Her efforts here mostly work, appearing to focus a bit less on the actual percussive force of a star exploding causing a physical destruction of multiple systems and more on the impact of supply chains breaking down throughout the Empire after the homeworlds are destroyed — and how the supernova will severely impact the climates of planets in these nearby systems — but it’s still one of Star Trek’s most eye rolling story devices (from a scientific perspective).

There is a saving grace introduced in The Last Best Hope, however: the narrative teases us with at least one character drawing the conclusion that the supernova was not a naturally occurring event, which could account for both the lack of warning about the disaster, and the severity of its after-effects.

‘The Last Best Hope’ concludes just moments before this scene. (CBS All Access)

I hope that will be explored either in the show or future novels, along with several other crucial details from the pre-Picard era that remain unexplored, like the supernova event itself. The narrative of the story ends shortly before the star’s explosion — and the book’s epilogue picks up some time after.

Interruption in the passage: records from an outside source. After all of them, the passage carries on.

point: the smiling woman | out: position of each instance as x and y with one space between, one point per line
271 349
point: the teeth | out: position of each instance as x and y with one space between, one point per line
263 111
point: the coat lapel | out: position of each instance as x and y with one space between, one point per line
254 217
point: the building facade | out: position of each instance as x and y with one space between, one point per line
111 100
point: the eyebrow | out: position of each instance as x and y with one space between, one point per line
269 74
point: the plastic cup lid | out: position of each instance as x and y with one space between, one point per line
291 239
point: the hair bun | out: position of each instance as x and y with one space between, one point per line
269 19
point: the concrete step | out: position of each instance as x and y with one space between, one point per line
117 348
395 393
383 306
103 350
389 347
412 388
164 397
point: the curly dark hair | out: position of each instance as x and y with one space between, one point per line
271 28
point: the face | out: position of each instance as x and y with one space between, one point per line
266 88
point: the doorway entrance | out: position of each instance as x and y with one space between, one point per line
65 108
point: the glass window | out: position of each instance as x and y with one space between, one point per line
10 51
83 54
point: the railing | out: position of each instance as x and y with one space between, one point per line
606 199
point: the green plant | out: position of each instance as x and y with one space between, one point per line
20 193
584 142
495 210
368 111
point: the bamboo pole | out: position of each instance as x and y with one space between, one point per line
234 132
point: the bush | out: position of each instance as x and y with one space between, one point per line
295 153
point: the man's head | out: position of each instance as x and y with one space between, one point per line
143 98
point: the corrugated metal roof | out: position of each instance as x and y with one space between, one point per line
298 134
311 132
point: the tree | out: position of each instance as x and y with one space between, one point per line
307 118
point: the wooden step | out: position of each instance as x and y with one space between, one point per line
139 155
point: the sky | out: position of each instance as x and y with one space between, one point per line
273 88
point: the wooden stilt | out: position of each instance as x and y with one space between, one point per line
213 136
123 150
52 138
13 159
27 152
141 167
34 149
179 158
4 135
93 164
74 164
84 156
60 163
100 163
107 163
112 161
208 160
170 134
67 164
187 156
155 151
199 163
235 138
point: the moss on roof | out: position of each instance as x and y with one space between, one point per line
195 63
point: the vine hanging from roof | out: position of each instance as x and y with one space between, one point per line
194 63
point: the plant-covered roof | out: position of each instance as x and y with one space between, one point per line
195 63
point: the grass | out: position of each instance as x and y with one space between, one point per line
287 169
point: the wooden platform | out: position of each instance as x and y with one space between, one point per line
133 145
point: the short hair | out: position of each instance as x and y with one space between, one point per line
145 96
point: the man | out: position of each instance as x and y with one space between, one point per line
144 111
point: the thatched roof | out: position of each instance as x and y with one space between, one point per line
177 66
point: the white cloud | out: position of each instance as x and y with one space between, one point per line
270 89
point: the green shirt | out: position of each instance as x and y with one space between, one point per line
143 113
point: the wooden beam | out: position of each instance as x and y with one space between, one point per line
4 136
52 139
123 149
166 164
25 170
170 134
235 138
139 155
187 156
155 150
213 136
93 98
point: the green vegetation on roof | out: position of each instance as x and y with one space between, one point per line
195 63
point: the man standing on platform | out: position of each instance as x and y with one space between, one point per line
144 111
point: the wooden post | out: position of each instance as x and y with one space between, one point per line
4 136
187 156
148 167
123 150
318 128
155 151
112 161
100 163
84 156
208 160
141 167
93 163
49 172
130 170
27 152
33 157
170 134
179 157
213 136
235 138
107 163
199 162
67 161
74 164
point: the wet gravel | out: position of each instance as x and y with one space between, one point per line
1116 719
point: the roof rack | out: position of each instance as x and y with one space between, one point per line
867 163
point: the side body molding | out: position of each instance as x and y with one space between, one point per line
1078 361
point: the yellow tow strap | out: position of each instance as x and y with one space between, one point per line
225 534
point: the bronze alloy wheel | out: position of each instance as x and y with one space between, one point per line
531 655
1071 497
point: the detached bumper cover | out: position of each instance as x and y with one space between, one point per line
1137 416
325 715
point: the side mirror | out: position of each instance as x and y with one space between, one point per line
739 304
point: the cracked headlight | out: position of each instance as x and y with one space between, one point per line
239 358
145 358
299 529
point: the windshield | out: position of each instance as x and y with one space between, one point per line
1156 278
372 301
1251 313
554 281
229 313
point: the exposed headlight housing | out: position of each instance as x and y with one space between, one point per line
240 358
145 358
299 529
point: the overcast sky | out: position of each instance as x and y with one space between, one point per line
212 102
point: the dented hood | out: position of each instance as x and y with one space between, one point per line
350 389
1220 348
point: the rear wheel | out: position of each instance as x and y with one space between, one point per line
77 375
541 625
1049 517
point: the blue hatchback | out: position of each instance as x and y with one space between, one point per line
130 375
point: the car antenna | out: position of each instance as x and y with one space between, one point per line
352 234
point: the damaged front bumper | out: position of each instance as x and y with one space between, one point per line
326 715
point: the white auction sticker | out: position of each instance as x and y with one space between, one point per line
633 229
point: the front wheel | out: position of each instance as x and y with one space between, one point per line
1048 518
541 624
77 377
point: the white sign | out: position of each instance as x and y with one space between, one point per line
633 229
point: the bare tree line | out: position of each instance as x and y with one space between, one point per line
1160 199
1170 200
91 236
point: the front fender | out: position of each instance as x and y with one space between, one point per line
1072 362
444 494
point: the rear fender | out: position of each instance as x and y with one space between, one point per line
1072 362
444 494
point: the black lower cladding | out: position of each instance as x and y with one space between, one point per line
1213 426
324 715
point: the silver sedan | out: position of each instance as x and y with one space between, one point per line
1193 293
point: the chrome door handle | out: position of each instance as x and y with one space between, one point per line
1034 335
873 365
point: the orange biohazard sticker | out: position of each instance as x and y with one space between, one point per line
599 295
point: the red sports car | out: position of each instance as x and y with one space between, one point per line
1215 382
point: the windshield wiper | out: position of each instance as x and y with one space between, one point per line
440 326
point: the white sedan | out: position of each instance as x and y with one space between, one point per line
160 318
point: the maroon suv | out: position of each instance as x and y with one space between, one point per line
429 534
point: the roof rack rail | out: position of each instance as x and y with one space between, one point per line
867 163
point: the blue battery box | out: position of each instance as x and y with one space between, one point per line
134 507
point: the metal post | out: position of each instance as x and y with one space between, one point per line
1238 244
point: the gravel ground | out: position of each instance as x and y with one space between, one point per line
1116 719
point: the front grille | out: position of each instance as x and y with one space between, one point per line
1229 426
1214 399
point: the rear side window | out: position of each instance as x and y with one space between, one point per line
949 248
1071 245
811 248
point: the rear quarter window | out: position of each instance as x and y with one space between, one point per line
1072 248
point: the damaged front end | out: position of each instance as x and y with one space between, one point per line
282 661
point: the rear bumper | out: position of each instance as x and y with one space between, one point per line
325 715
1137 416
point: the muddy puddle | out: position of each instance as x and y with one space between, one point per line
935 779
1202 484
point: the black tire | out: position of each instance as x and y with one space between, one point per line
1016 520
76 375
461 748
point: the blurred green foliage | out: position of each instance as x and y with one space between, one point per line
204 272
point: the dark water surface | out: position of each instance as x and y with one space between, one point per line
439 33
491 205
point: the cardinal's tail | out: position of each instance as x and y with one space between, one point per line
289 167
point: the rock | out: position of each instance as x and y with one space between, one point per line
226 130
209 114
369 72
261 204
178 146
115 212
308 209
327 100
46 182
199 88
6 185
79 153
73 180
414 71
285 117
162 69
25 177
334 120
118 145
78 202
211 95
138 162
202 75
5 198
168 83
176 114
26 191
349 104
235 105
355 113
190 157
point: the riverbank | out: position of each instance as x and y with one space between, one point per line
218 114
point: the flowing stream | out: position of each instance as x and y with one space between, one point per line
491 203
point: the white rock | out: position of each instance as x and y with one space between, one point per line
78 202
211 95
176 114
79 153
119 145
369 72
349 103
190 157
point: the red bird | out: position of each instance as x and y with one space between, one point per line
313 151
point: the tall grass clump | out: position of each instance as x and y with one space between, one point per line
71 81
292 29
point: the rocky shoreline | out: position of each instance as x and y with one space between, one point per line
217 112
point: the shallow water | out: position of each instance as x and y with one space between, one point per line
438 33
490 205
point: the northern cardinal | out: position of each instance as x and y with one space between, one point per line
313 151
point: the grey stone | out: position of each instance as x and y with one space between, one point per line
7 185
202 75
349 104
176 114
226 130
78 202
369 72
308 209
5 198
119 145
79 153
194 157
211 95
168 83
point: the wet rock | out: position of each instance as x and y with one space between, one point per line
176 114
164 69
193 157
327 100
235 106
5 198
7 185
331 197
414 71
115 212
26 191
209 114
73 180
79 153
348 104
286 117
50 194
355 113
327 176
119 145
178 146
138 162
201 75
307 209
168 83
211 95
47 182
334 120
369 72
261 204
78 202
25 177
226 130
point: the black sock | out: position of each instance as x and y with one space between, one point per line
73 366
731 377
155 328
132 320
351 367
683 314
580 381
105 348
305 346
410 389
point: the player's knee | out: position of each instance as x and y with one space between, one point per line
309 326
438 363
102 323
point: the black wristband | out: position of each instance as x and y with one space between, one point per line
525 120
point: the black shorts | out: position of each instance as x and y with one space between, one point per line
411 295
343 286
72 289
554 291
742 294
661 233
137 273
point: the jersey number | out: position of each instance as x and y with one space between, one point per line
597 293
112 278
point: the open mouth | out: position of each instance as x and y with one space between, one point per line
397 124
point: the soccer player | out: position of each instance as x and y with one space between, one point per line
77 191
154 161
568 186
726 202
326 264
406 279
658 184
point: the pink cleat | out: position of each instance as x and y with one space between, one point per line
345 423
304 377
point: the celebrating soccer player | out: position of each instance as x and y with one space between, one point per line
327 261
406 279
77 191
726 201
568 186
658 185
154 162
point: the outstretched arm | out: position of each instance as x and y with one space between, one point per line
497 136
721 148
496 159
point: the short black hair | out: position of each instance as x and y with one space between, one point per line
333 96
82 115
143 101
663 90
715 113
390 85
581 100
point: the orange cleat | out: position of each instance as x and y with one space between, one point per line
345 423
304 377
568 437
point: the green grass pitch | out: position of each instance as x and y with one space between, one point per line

You might be wondering how Spock’s story from Trek ’09 ties in here, but aside from a brief cameo from the Vulcan during the evacuation storyline, that isn’t touched upon here. Perhaps we will finally learn Spock’s perspective in a future novel. But, as I mentioned before, part of the power of this book is that it takes a focused approach to such an epic tale, and if they tried to build in too much — like Spock — it may not have ultimately been as successful.

The Last Best Hope is a strong start for a new 24th century continuity built around the events of Star Trek: Picard. If the snippets of flashbacks from Picard’s first five episodes have left you wanting more information about this crucial chapter in Picard’s life, then look no further than this book.